The hut was very dim inside, all the light being what came through the loopholes, we never having made a window: but little as it was it was enough for Hoggett, and one or two more, to see to charge their pieces, and putting these through loopholes in different sides of the hut, they fired and so scattered the savages, who ran swiftly out of gun-shot.

We saw them meet together a good distance off, towards the cliff, and one of the seamen said they were holding a parliament, and he hoped they had punishment enough and would make up their minds to go back to their own island.

[Sidenote: What I Owe Billy]

Observing that the seamen were very intent on watching these proceedings, I turned to find Billy, to ask him why he had not come out with me when I bade him, for I thought his backwardness was due either to cowardice or to flat disobedience, and I was as much astonished at the one as at the other.
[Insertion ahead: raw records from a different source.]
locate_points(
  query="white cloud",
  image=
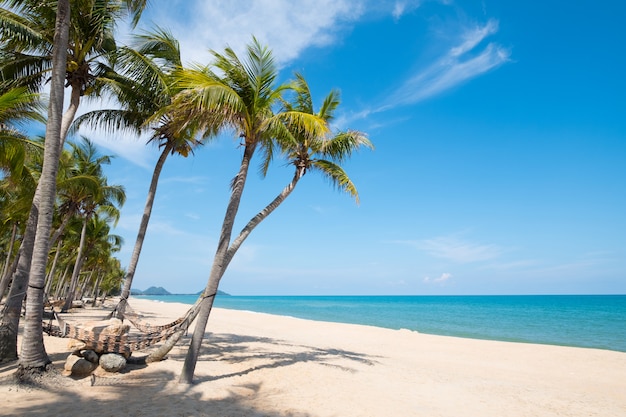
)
(461, 63)
(287, 27)
(400, 8)
(457, 250)
(440, 280)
I could not find him at first, for the hut was pretty well packed, and indeed the air already began to be foul and oppressive; but I did find him, and when I asked him in some heat what he meant by it, he took me by the arm and whispered in my ear, ”Why, you forgot we hadn't covered over the hole into the cellar, and I reckoned we didn't want 'em to know about that, at least not yet a bit.” And then I shook him by the hand and thanked him for his thoughtfulness, and when he said in great surprise, ”Why, master, that's nothing,” I did not dare to tell him the unkind thoughts that had come into my mind, for I was sure he would have been very much hurt by them. Certainly it would have been a terrible calamity if the men had discovered our secret chamber, and I dare say 'tis due only to Billy's presence of mind in that matter of hastily covering over the shaft that I am alive to pen these lines to-day.